I can read such files in DT3, but word count shows 0. When I select text and copy it, nothing is copied. Pasting inserts some space, like invisible chars… Other apps, like PDF Expert or Adobe Acrobat don’t have such problems.
What’s wrong?

Here is a page of such text: Page 10.pdf (96.9 KB)

Other apps, like PDF Expert or Adobe Acrobat don’t have such problems.

These apps don’t use PDFKit, so they’re not a reliable comparator.

You can open it in Preview and save over itself with the Create Generic PDFX-3 Document option enabled.

It should then be imported as PDF+Text and be searchable.

Thank you, Jim! It’s worked fine!

You’re welcome :slight_smile:

Does anyone know PDF types well enough to explain the difference between PDF/X which is for printing and PDF/A which is for archiving. Both seem to have a lot of the same specifications. I ask because Preview doesn’t make a PDF/A and I don’t want to spend money on an app that will (even if I did, Preview is easy use).

Adobe knows…

About PDF/X, PDF/E, and PDF/A standards

PDF/X, PDF/E, and PDF/A standards are defined by the International Organization for Standardization (ISO). PDF/X standards apply to graphic content exchange; PDF/E standards apply to the interactive exchange of engineering documents; PDF/A standards apply to long-term archiving of electronic documents. During PDF conversion, the file that is being processed is checked against the specified standard. If the PDF does not meet the selected ISO standard, you are prompted to either cancel the conversion or create a non-compliant file.

The most widely used standards for a print publishing workflow are several PDF/X formats: PDF/X‑1a, PDF/X‑3, and (in 2008) PDF/X‑4. The most widely used standards for PDF archiving are PDF/A‑1a and PDF/A‑1b (for less stringent requirements). Currently, the only version of PDF/E is PDF/E-1.

For more information on PDF/X, PDF/E, and PDF/A, see the ISO and AIIM websites.

For details on creating and working with PDF/A files, see www.adobe.com/go/learn_acr_pdfa_en.

Thanks for that, it helps. But it doesn’t actually answer the question of the difference or similarities. For example, both formats must have no javascript, must have embedded fonts, no video or audio, and so on. There are a lot of similarities between the formats, so I’m curious as whether the PDF/X format – which can be created from within Preview – is similar enough to PDF/A to be used for a “poor man’s” archival purpose.

Any PDF can be used for a “poor man’s archival purpose”.

Thanks @BLUEFROG for that handy trick. I hoped it might work for my bank statements, which are delivered electronically in a peculiar PDF format that DT doesn’t recognise as PDF+text. The text is selectable, but when copied it yields only a few garbage characters. Anyway the PDFX-3 approach didn’t work so I will revert to using OCR. But if you have any better ideas for recalcitrant PDFs they would be welcome.

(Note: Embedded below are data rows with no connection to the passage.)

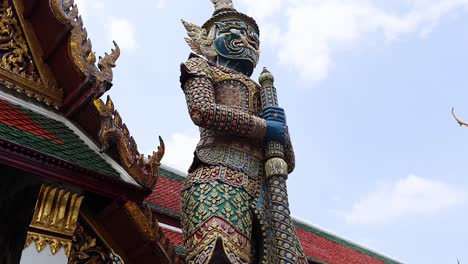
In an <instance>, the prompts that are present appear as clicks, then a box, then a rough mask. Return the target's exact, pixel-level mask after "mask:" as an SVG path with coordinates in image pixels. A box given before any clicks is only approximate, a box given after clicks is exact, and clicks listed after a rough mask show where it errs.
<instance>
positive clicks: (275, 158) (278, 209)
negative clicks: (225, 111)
mask: <svg viewBox="0 0 468 264" xmlns="http://www.w3.org/2000/svg"><path fill="white" fill-rule="evenodd" d="M273 81H274V78H273V75H272V74H271V73H270V72H269V71H268V70H266V69H265V68H264V69H263V72H262V74H261V75H260V78H259V82H260V85H261V86H262V90H261V99H262V106H263V111H262V113H261V115H260V117H262V118H264V119H265V120H266V124H267V126H266V127H267V129H266V130H267V131H266V135H265V176H266V177H267V178H266V182H267V195H268V196H269V199H268V201H269V205H268V208H270V210H271V215H270V217H271V219H270V220H271V227H272V231H273V240H274V241H273V245H275V250H276V259H275V260H274V263H275V264H276V263H287V264H298V263H301V264H302V263H307V261H306V258H305V255H304V251H303V250H302V247H301V245H300V242H299V239H298V238H297V235H296V233H295V230H294V227H293V223H292V220H291V216H290V211H289V203H288V194H287V188H286V179H287V177H288V164H287V163H286V161H285V155H284V153H285V151H284V149H285V146H286V142H287V136H288V129H287V126H286V115H285V114H284V110H283V109H282V108H280V107H278V98H277V96H276V88H275V87H274V85H273ZM285 238H289V239H285Z"/></svg>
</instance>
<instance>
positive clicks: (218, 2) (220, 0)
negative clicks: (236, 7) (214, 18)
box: [211, 0, 234, 11]
mask: <svg viewBox="0 0 468 264" xmlns="http://www.w3.org/2000/svg"><path fill="white" fill-rule="evenodd" d="M211 2H212V3H213V4H214V5H215V10H216V11H219V10H223V9H234V5H233V4H232V0H211Z"/></svg>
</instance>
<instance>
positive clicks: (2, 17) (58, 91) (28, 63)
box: [0, 0, 62, 108]
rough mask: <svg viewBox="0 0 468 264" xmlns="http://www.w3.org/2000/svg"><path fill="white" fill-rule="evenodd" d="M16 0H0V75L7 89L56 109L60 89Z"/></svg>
mask: <svg viewBox="0 0 468 264" xmlns="http://www.w3.org/2000/svg"><path fill="white" fill-rule="evenodd" d="M22 10H23V9H22V2H21V1H19V0H13V1H11V2H10V1H8V0H0V76H1V79H2V81H1V83H2V84H4V85H5V86H6V87H7V88H11V89H14V90H15V91H17V92H19V93H24V94H26V95H27V96H29V97H34V98H35V99H36V100H38V101H43V102H44V103H46V104H47V105H53V106H54V107H56V108H58V107H60V106H61V104H62V90H61V89H59V88H58V87H57V84H56V82H55V79H54V77H53V75H52V73H51V71H50V69H49V68H48V66H47V65H46V64H45V63H44V62H43V61H42V58H41V55H40V54H41V50H40V47H39V46H40V45H39V44H38V43H37V40H36V38H35V35H34V32H32V29H31V28H30V26H29V24H27V22H25V20H24V18H23V13H22Z"/></svg>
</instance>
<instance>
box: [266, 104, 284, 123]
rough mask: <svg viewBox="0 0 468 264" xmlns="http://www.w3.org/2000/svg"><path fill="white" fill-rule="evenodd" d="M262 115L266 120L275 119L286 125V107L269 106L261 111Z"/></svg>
mask: <svg viewBox="0 0 468 264" xmlns="http://www.w3.org/2000/svg"><path fill="white" fill-rule="evenodd" d="M260 117H261V118H263V119H265V120H274V121H278V122H281V123H283V124H284V125H286V114H285V113H284V109H283V108H281V107H277V106H269V107H266V108H265V109H263V111H262V112H261V113H260Z"/></svg>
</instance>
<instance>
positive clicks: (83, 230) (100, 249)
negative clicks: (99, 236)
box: [68, 225, 113, 264]
mask: <svg viewBox="0 0 468 264" xmlns="http://www.w3.org/2000/svg"><path fill="white" fill-rule="evenodd" d="M111 256H112V250H110V249H108V248H107V247H106V246H104V245H103V244H102V243H101V242H100V241H99V240H98V239H97V238H96V237H95V236H94V235H93V234H92V233H91V232H88V231H87V230H85V229H84V227H83V226H82V225H78V227H77V228H76V231H75V235H74V236H73V243H72V247H71V250H70V255H69V257H68V263H69V264H85V263H93V264H112V263H113V259H112V258H111Z"/></svg>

(Preview.app shows the PDF producer as the Columbus suite from Macro4.)

You’re welcome. We are always discussing things in here, so if we discover something more robust, we’ll certainly let everyone know. Cheers!

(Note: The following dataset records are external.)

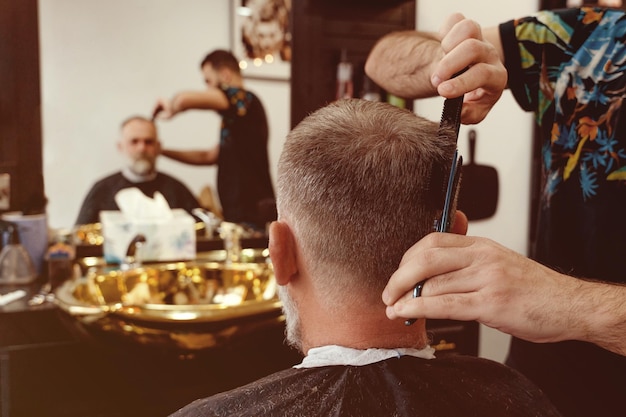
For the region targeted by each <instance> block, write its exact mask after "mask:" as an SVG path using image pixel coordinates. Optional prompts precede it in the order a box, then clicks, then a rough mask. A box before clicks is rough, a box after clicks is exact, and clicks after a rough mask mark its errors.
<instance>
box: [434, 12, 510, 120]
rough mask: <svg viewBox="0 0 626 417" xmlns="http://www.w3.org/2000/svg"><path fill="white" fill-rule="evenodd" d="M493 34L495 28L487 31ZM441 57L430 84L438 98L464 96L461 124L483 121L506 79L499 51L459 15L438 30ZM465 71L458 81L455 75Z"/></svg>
mask: <svg viewBox="0 0 626 417" xmlns="http://www.w3.org/2000/svg"><path fill="white" fill-rule="evenodd" d="M490 30H491V31H492V32H491V33H494V36H495V32H493V31H496V30H497V28H493V29H490ZM439 34H440V37H441V38H440V41H441V48H442V49H443V52H444V56H443V58H442V59H441V61H440V62H439V63H438V64H437V65H436V67H435V70H434V71H433V74H432V75H431V82H432V84H433V86H434V87H435V88H436V89H437V92H438V93H439V95H441V96H443V97H446V98H454V97H458V96H460V95H461V94H465V97H464V104H463V110H462V113H461V121H462V123H464V124H475V123H478V122H480V121H482V120H483V119H484V118H485V116H487V113H489V111H490V110H491V108H492V107H493V106H494V104H495V103H496V102H497V101H498V99H499V98H500V96H501V95H502V91H503V90H504V89H505V88H506V85H507V81H508V78H507V77H508V75H507V71H506V68H505V67H504V65H503V63H502V61H501V59H500V53H499V50H498V49H496V46H497V47H498V48H501V47H502V46H501V45H500V44H499V37H497V36H496V38H497V39H498V41H497V42H496V43H497V45H496V46H494V45H493V44H491V43H490V42H488V41H487V40H486V39H483V33H482V31H481V28H480V26H479V25H478V24H477V23H476V22H474V21H472V20H469V19H466V18H465V17H464V16H463V15H461V14H458V13H457V14H454V15H452V16H450V17H449V18H448V19H447V21H446V22H445V23H444V25H443V26H442V28H441V29H440V32H439ZM464 68H468V70H467V71H466V72H465V73H463V74H461V75H459V76H458V77H455V78H451V77H452V76H453V75H454V74H456V73H457V72H459V71H461V70H463V69H464Z"/></svg>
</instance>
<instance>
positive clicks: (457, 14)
mask: <svg viewBox="0 0 626 417" xmlns="http://www.w3.org/2000/svg"><path fill="white" fill-rule="evenodd" d="M463 20H465V16H463V15H462V14H461V13H452V14H451V15H449V16H448V17H447V18H446V19H445V20H444V21H443V23H442V25H441V27H440V28H439V37H440V38H444V37H446V35H448V33H449V32H450V31H451V30H452V28H453V27H454V26H455V25H456V24H457V23H459V22H462V21H463Z"/></svg>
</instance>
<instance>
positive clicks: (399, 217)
mask: <svg viewBox="0 0 626 417" xmlns="http://www.w3.org/2000/svg"><path fill="white" fill-rule="evenodd" d="M437 128H438V126H437V124H436V123H434V122H431V121H428V120H426V119H424V118H422V117H419V116H417V115H415V114H413V113H412V112H410V111H408V110H403V109H399V108H397V107H394V106H391V105H389V104H386V103H376V102H370V101H365V100H358V99H349V100H340V101H337V102H334V103H331V104H330V105H328V106H326V107H324V108H321V109H319V110H317V111H316V112H314V113H312V114H311V115H309V116H308V117H307V118H305V119H304V120H303V121H302V122H301V123H300V124H299V125H298V126H296V127H295V128H294V129H293V130H292V131H291V132H290V133H289V135H288V136H287V139H286V142H285V146H284V149H283V152H282V154H281V157H280V161H279V164H278V175H277V208H278V215H279V219H286V220H288V222H289V223H290V224H291V226H292V228H293V230H294V234H295V236H296V239H297V241H298V243H299V245H300V246H301V248H302V252H303V255H304V256H303V259H305V261H306V262H307V265H308V267H309V268H311V270H312V271H314V274H315V275H316V279H319V280H320V286H319V288H320V290H321V291H326V292H327V293H326V294H325V295H326V296H327V298H329V299H332V298H333V296H334V295H336V296H337V297H342V300H343V302H346V301H347V300H346V299H345V297H346V296H349V294H354V293H356V292H358V295H355V297H357V296H358V298H359V299H360V300H363V294H370V295H371V296H368V297H369V299H370V301H371V300H373V299H374V297H377V299H378V301H379V302H381V301H380V292H381V291H382V289H383V288H384V286H385V285H386V283H387V280H388V279H389V277H390V276H391V274H392V273H393V272H394V271H395V270H396V269H397V267H398V264H399V262H400V260H401V258H402V255H403V254H404V252H405V251H406V250H407V249H408V248H409V247H411V246H412V245H413V244H414V243H415V242H417V241H418V240H419V239H420V238H422V237H423V236H425V235H426V234H427V233H429V232H431V231H432V230H433V222H434V220H435V218H436V217H437V216H438V215H439V214H440V210H441V208H442V206H443V197H442V193H441V191H442V190H441V189H442V184H443V180H442V178H443V177H444V175H443V173H444V172H447V170H448V169H449V166H450V163H451V160H452V155H453V153H454V149H455V144H454V143H453V142H451V141H450V140H445V139H441V138H438V137H437ZM355 289H356V291H355Z"/></svg>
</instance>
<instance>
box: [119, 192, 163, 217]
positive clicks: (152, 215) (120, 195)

Not for one looking for long-term archival with the hopes of opening the PDF 20+ years from now. That’s why the PDF/A format exists. But short of paying for an app that can create PDF/A, I thought the PDF/X format may be a way to create a long-term archival PDF with native PS tools.

After I have save over itself with the Create Generic PDFX-3 Document option enabled, all the text in the PDF are gone. Did I do something wrong?

Welcome @luklau88

This is likely an issue with Apple’s PDFKit and CID fonts (usually Asian character sets). Where are you seeing the text is missing?